そんな雑談をしていると、試作機の美少女型ゴーレムが起動した。


「…グガガガカッ…」

「よしよし。こやつとワレの愛の結晶じゃ」


誤解を恐れずに言えば、この試作機はマキトとアッコの共同制作で心臓部の精霊石はアッコが提供した物だ。確かに生みの親と言える。


「アッコ! 今、何とッ?!」

「生まれたばかりでは、精霊石もただ泣き叫ぶのみよのぉ」


試作機には発声器官も無いので、アッコが精霊的な感応能力か念話の様な方法で精霊石の感情を読み取る。
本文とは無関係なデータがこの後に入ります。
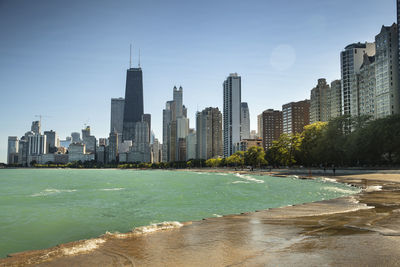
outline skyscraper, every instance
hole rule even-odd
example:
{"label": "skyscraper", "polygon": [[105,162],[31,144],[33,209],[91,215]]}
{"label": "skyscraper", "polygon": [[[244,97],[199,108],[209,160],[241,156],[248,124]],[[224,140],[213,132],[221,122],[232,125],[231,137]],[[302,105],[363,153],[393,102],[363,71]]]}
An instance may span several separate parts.
{"label": "skyscraper", "polygon": [[304,126],[310,124],[310,100],[291,102],[282,106],[283,133],[303,132]]}
{"label": "skyscraper", "polygon": [[343,115],[358,116],[357,76],[364,61],[364,54],[375,55],[375,43],[355,43],[345,47],[340,53],[342,75],[342,105]]}
{"label": "skyscraper", "polygon": [[34,132],[35,134],[40,134],[40,132],[41,132],[40,121],[32,122],[31,131]]}
{"label": "skyscraper", "polygon": [[143,115],[143,73],[140,67],[126,73],[123,140],[135,139],[135,125]]}
{"label": "skyscraper", "polygon": [[241,139],[249,139],[250,138],[250,112],[249,106],[246,102],[242,102],[240,105],[240,121],[241,121]]}
{"label": "skyscraper", "polygon": [[18,163],[18,145],[17,136],[8,137],[7,164]]}
{"label": "skyscraper", "polygon": [[329,93],[330,87],[326,79],[319,79],[317,86],[311,90],[310,123],[329,120]]}
{"label": "skyscraper", "polygon": [[375,37],[375,113],[382,118],[400,111],[397,25],[382,26]]}
{"label": "skyscraper", "polygon": [[222,114],[218,108],[206,108],[196,114],[197,156],[199,159],[221,157]]}
{"label": "skyscraper", "polygon": [[278,140],[283,133],[282,111],[268,109],[262,113],[263,118],[263,147],[268,150],[272,142]]}
{"label": "skyscraper", "polygon": [[53,130],[44,131],[44,135],[46,136],[46,150],[47,153],[55,153],[57,152],[57,133]]}
{"label": "skyscraper", "polygon": [[241,77],[231,73],[223,83],[224,88],[224,157],[233,154],[233,145],[240,142]]}
{"label": "skyscraper", "polygon": [[115,129],[117,133],[122,134],[124,122],[124,106],[124,98],[111,98],[110,133],[113,132]]}

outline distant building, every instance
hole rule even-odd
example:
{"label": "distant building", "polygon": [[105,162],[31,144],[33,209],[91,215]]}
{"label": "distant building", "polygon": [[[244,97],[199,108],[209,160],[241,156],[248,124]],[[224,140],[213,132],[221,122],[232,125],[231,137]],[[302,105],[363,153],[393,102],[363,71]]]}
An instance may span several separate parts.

そんな研究とゴーレム製作に没頭していると明け方にマキトの息子が生まれた。屋敷中に鳴り響く元気な産声に女中(メイド)部隊も家臣の一同も安堵した。


「メルティナ! よくやった」

「あなたッ…」


日の出も近いが出産に使われた寝室へ入るとマキトは母子に対面した。赤子はまったくサルの様に真っ赤な顔をして黒髪のみがマキトに似ている。


男子だと言うのでマキトは「ハルト」の名を提案したが、メルティナ奥様にあっさり却下されて「レオンハルト」の名前を授けた。


レオンハルト・クロホメロスの誕生である。